Finding maximum in array in time of O(log(n))- with some assumptions

Question

I got the following question: Assume you got an array A with n distinguished numbers, and assume you can store the n-elements in new data structure (one that could help you in solving the question below) while saving the that the store time is bounded by O(n). Write an algorithm for a function max (i,j) which will get as input two index i greater then j , and will return as output the maximum between A[i], A[i+1],...,A[j]. max(i,j) should be bounded by O(log(n)).

I thought about binary tree but could not think about a why of how to store the numbers.

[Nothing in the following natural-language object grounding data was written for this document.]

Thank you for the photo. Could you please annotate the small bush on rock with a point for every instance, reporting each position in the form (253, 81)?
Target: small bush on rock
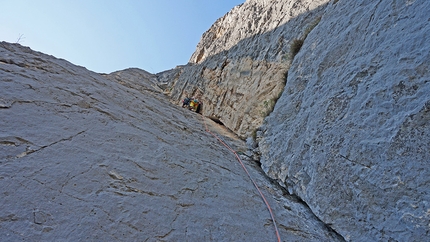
(295, 47)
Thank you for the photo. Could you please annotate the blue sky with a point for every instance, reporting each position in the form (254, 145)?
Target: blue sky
(110, 35)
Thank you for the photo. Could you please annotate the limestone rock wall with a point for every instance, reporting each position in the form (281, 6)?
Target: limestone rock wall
(351, 133)
(239, 67)
(87, 157)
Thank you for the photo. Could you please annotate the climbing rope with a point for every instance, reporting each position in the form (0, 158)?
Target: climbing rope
(249, 175)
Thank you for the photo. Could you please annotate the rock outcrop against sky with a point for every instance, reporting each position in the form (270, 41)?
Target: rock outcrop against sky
(85, 156)
(89, 157)
(350, 132)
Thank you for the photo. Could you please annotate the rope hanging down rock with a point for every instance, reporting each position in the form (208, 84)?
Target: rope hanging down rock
(249, 175)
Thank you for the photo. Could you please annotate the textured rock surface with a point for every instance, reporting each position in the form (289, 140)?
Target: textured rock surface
(351, 133)
(89, 157)
(240, 64)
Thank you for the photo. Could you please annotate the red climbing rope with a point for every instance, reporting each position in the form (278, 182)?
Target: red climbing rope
(249, 175)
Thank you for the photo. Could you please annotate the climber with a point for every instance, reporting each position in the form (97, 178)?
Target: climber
(194, 104)
(186, 102)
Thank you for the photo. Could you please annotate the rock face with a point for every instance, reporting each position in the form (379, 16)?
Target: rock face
(240, 65)
(350, 134)
(90, 157)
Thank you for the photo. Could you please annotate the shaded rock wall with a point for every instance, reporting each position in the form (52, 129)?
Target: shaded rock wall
(90, 157)
(240, 64)
(351, 133)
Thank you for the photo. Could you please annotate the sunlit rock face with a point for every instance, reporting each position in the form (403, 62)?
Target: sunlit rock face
(350, 134)
(239, 67)
(92, 157)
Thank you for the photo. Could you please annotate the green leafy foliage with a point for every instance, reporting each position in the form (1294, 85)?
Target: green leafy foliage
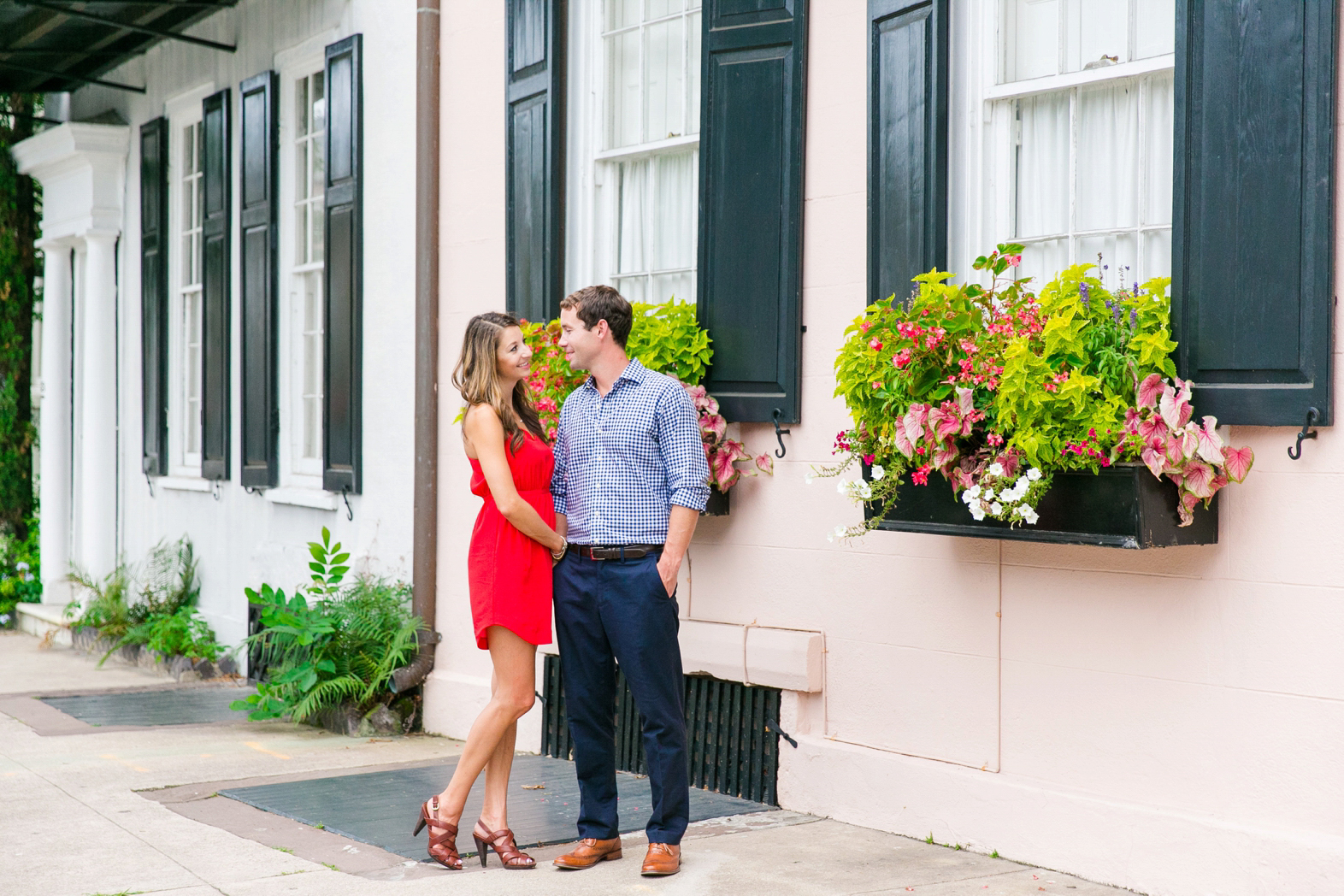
(998, 387)
(335, 645)
(21, 573)
(150, 604)
(667, 338)
(18, 273)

One option that I could thought about that take O(n) store time is creating a 'tournament tree' , but I failed to find an algorithm to max using this kind of data structure.

This is a homework question, but couldn't find the tag for it.

Answer 1

You can solve it using priority queues.

using namespace std;
#include<iostream>
#include<vector>
#include<algorithm>
int deq[100],length=0;
void increase_value(int arr[],int i,int val)
{
    arr[i]=val;
    while(i>1 && arr[i/2]<arr[i])
    {
        int temp=arr[i];
        arr[i]=arr[i/2];
        arr[i/2]=temp;
        i=i/2;
    }
}
void insert_element(int arr[],int val)
{
    length=length+1;
    increase_value(arr,length,val);
}
int main()
{
    int arr[10000];
    int size,lw,up;
    cin>>size;
    for(int i=1;i<=size;i++)
    {
        cin>>arr[i];
    }
    cin>>lw>>up;
    for(int i=lw;i<=up;i++)
    {
        insert_element(deq,arr[i]);
    }
    cout<<deq[1]<<endl;
}

Answer 2

This is the most typical application of segment tree.

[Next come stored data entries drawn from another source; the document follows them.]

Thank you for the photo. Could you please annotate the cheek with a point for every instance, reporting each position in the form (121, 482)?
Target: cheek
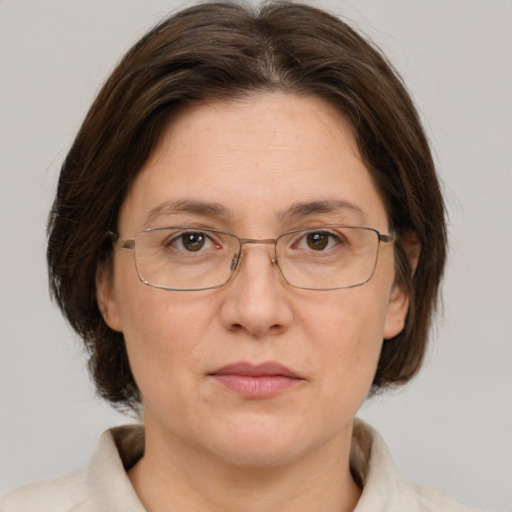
(347, 329)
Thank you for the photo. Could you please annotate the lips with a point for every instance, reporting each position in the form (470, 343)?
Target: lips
(257, 381)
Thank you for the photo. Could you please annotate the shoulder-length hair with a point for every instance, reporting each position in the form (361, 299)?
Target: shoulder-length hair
(224, 51)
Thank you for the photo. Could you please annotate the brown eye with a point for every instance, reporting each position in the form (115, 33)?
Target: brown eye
(317, 241)
(193, 242)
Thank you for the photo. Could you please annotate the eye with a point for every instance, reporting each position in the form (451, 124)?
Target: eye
(317, 241)
(191, 241)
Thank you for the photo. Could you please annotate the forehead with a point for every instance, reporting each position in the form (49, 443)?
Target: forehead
(258, 157)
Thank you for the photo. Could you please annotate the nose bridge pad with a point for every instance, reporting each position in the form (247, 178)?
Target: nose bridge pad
(237, 258)
(234, 262)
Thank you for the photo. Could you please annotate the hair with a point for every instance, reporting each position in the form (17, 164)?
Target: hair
(225, 51)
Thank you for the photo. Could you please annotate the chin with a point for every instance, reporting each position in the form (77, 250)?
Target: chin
(259, 444)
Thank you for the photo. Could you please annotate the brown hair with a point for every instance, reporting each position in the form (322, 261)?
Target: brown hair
(224, 50)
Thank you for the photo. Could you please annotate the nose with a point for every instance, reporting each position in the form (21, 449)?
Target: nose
(256, 298)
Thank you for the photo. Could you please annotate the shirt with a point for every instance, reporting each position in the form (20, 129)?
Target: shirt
(103, 485)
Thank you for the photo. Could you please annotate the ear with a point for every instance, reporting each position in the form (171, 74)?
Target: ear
(106, 298)
(398, 305)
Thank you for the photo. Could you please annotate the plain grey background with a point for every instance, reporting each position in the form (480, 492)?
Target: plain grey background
(450, 428)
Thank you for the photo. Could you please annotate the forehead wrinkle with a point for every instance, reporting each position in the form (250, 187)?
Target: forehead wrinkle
(304, 209)
(203, 208)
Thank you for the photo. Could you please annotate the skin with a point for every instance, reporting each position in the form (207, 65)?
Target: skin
(207, 447)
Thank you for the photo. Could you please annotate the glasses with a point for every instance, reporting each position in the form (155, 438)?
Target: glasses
(185, 258)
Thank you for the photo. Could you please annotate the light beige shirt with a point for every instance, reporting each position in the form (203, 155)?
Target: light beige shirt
(103, 485)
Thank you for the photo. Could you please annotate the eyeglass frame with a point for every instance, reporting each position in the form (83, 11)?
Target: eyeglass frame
(129, 243)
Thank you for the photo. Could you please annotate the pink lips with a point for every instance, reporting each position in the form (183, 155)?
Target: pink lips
(260, 381)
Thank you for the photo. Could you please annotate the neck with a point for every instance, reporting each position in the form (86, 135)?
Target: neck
(177, 477)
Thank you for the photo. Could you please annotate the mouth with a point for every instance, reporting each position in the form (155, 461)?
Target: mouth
(257, 381)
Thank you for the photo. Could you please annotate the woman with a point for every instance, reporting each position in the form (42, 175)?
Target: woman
(249, 236)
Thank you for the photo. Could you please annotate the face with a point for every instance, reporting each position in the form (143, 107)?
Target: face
(255, 372)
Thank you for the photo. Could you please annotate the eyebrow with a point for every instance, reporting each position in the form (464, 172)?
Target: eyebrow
(304, 209)
(206, 209)
(212, 209)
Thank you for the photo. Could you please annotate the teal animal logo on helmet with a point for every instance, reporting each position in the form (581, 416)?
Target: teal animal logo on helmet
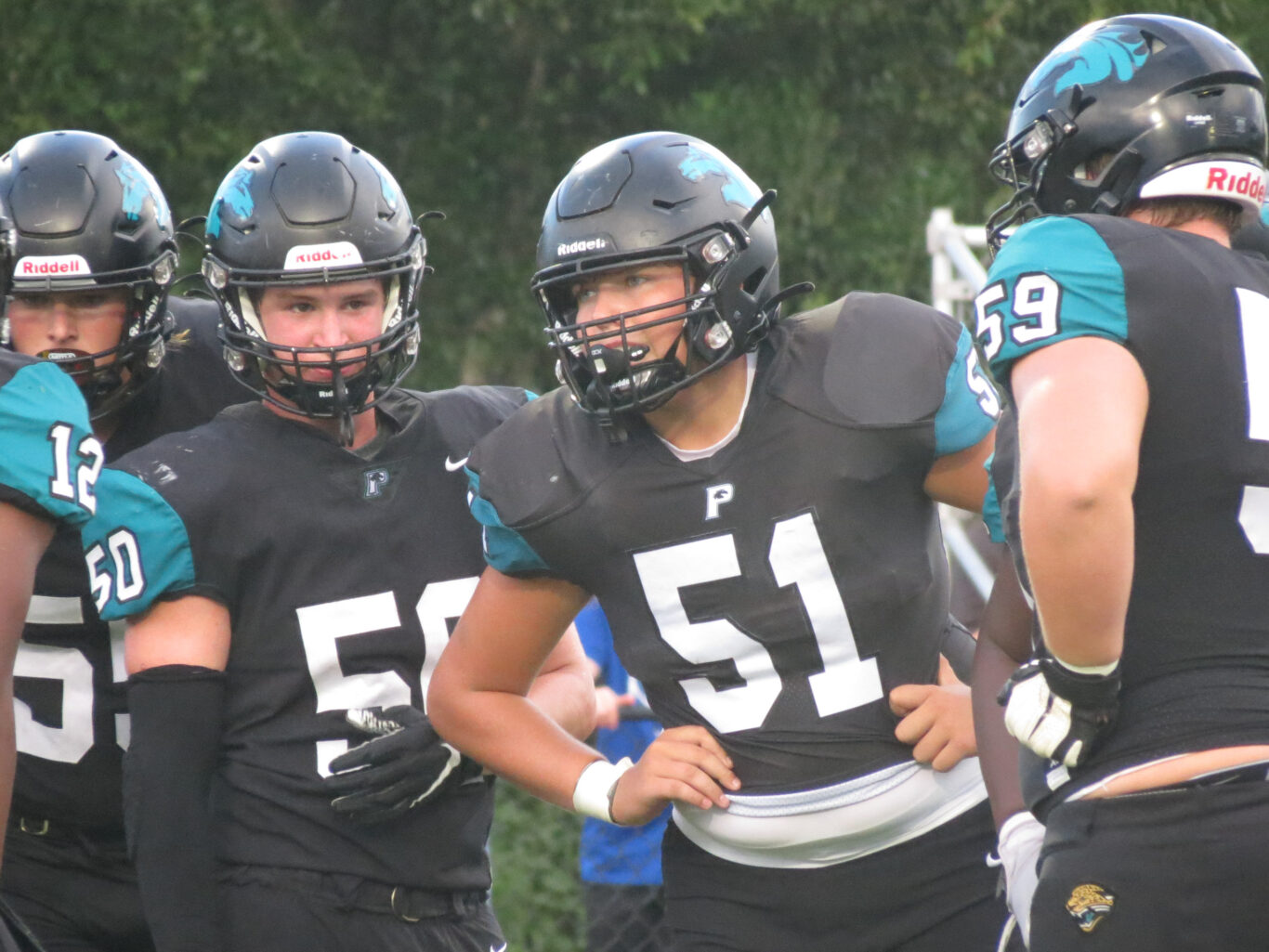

Given an array of number, you can build a segment on top of it with O(n) time complexity and perform query on intervals/ranges in O(logn) time.

Some common application example - finding the sum of elements from index i to j where 0 <= i <= j <= n - 1, finding the maximum/minimum of elements from index i to j where 0 <= i <= j <= n - 1 etc.